The film is recognized by American Film Institute in these lists:
- 2006: AFI's 100 Years...100 Cheers – #70

==Home media==
- This film was released on LaserDisc on two separate releases. The first release was in May 1980, and the extended play version was released in July 1981. These releases were both made by MCA DiscoVision.
- The film was released in the VHS format in the 1980s by MCA Home Video and on March 1, 1992, by MCA/Universal Home Video.
- On September 13, 2005, Universal released a 25th Anniversary Edition on DVD in widescreen (1.85:1) format and featuring the music tracks remixed to 5.1 Dolby Digital stereo, leaving the dialogue and effects tracks as they were on the original mono soundtrack from 1980.
- That same DVD was included in a four-pack DVD set that also included Smokey and the Bandit, The Best Little Whorehouse in Texas, and Fried Green Tomatoes.
- On January 7, 2014, Universal Pictures released the film on Blu-ray.
- On September 9, 2025, in honor of the film's 45th anniversary, Universal Pictures released the film on 4K Ultra HD Blu-ray.

==Broadway adaptation==
On May 10, 2012, at the Grand Ole Opry, Lynn announced that Zooey Deschanel was to portray her in a Broadway musical adaptation.
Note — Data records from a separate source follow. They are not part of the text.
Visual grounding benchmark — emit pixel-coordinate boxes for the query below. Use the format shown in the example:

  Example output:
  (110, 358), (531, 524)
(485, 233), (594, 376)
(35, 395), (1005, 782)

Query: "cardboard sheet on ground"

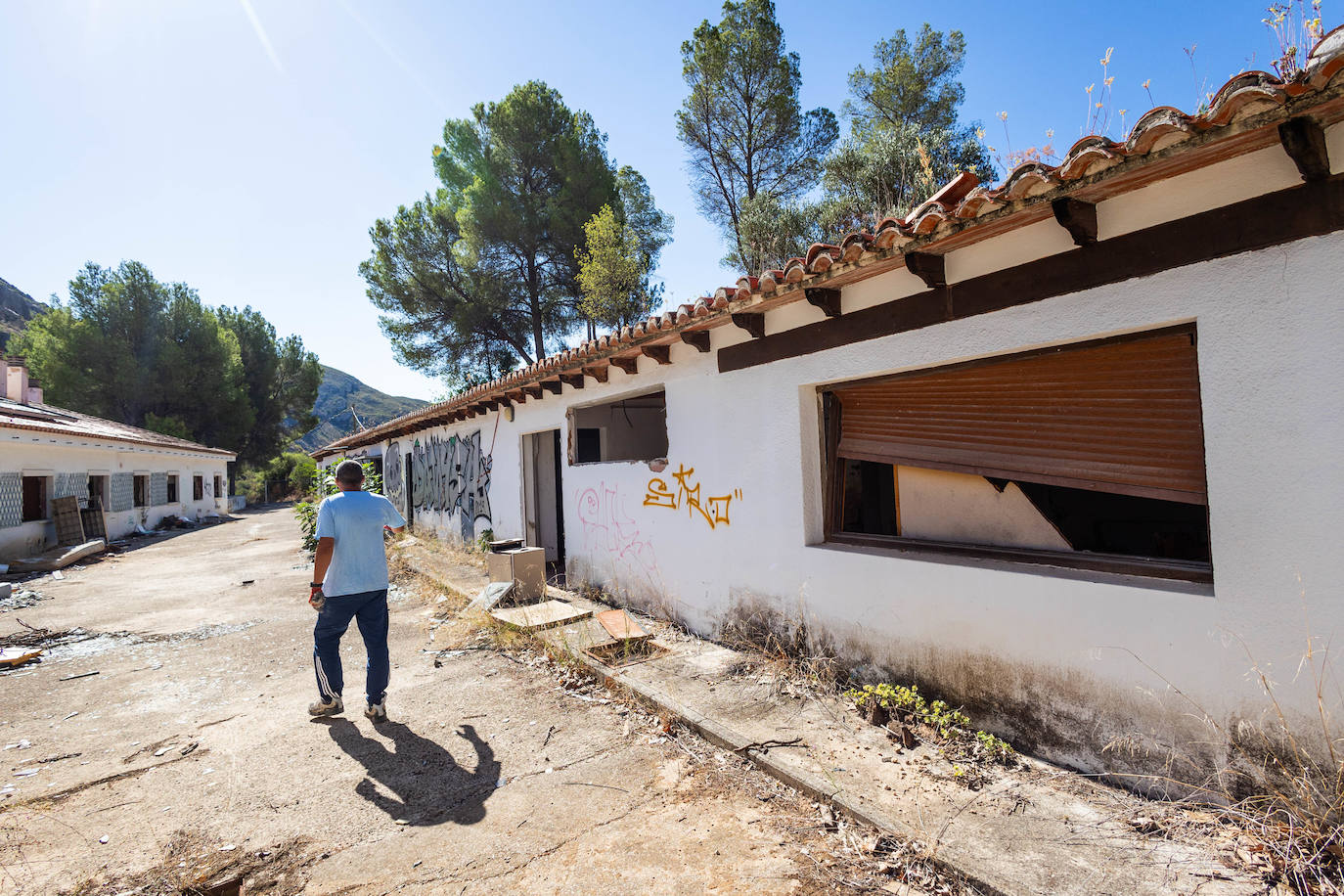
(467, 582), (514, 609)
(597, 608), (651, 641)
(10, 539), (108, 572)
(0, 648), (42, 666)
(491, 601), (593, 631)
Production stalled until after Lynn's death, when in 2025 Lynn's family announced work was beginning on a revision of the musical starring Sutton Foster and directed by Sam Gold, with musical production by Jeanine Tesori.

One episode of The Simpsons, titled "Colonel Homer", is based partly on this film. The episode also stars Beverly D'Angelo as cocktail waitress Lurleen Lumpkin.